# Azure OpenAI Service Load Balancing with Azure API Management

This notebook demonstrates how to use Azure API Management to load balance requests to multiple deployed Azure OpenAI services.

## Prerequisites

The notebook uses [PowerShell](https://learn.microsoft.com/powershell/scripting/install/installing-powershell) and [Azure CLI](https://learn.microsoft.com/cli/azure/install-azure-cli) to deploy all necessary Azure resources. Both tools are available on Windows, macOS and Linux environments.

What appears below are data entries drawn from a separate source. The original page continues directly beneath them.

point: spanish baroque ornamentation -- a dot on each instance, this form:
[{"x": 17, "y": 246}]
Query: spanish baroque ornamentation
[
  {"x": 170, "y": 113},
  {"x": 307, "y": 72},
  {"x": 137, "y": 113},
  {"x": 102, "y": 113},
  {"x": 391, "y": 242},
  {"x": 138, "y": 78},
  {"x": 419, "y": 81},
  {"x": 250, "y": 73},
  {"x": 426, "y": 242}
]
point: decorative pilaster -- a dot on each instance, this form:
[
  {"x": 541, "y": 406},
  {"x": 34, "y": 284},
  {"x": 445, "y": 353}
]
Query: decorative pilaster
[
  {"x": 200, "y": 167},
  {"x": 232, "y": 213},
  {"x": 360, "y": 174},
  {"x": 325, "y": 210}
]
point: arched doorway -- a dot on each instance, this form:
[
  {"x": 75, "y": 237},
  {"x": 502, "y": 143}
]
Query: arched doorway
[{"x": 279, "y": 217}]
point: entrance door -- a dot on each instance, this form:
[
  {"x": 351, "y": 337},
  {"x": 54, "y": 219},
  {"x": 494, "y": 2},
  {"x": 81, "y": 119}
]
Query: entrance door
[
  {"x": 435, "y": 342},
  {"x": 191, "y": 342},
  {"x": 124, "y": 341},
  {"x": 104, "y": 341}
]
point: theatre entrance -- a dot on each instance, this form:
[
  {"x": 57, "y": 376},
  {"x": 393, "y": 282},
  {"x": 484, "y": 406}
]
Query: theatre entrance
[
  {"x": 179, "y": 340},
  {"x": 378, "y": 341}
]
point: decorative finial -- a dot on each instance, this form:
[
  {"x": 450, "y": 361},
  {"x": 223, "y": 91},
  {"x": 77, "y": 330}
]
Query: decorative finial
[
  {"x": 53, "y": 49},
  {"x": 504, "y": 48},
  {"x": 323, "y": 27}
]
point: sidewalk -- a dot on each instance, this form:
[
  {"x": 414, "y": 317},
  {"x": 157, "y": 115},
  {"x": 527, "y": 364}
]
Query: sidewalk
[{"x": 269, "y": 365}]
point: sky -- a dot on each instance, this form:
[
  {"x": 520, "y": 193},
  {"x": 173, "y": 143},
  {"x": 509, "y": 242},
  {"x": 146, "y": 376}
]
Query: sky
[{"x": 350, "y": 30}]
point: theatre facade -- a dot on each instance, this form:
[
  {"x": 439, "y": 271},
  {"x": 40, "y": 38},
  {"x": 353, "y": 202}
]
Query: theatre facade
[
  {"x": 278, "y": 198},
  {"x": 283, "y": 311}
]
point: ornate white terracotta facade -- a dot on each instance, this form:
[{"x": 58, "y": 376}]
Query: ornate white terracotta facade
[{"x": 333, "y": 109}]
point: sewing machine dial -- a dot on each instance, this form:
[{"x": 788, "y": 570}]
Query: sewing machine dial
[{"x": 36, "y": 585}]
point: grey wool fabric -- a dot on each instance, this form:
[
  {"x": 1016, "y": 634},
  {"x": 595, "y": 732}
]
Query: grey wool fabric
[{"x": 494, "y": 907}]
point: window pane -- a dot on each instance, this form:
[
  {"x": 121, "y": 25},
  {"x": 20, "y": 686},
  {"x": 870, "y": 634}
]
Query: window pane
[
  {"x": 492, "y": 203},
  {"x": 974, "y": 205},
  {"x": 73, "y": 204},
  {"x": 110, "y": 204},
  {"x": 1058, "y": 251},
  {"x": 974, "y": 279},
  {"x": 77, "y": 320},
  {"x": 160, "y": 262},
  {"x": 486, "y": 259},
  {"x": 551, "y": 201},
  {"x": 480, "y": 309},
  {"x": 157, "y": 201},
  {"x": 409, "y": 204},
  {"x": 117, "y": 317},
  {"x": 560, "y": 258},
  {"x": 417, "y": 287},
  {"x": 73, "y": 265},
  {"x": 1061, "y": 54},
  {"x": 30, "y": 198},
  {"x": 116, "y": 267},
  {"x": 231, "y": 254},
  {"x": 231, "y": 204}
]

Running this notebook will deploy the following resources in your Azure subscription:
- Azure Resource Group
- Azure Managed Identity
- Azure Key Vault
- Azure OpenAI Service (West Europe + East US)
- Azure API Management

## 1. Login to Azure & set subscription

The following will prompt you to login to Azure. Once logged in, the current default subscription in your available subscriptions will be set for deployment.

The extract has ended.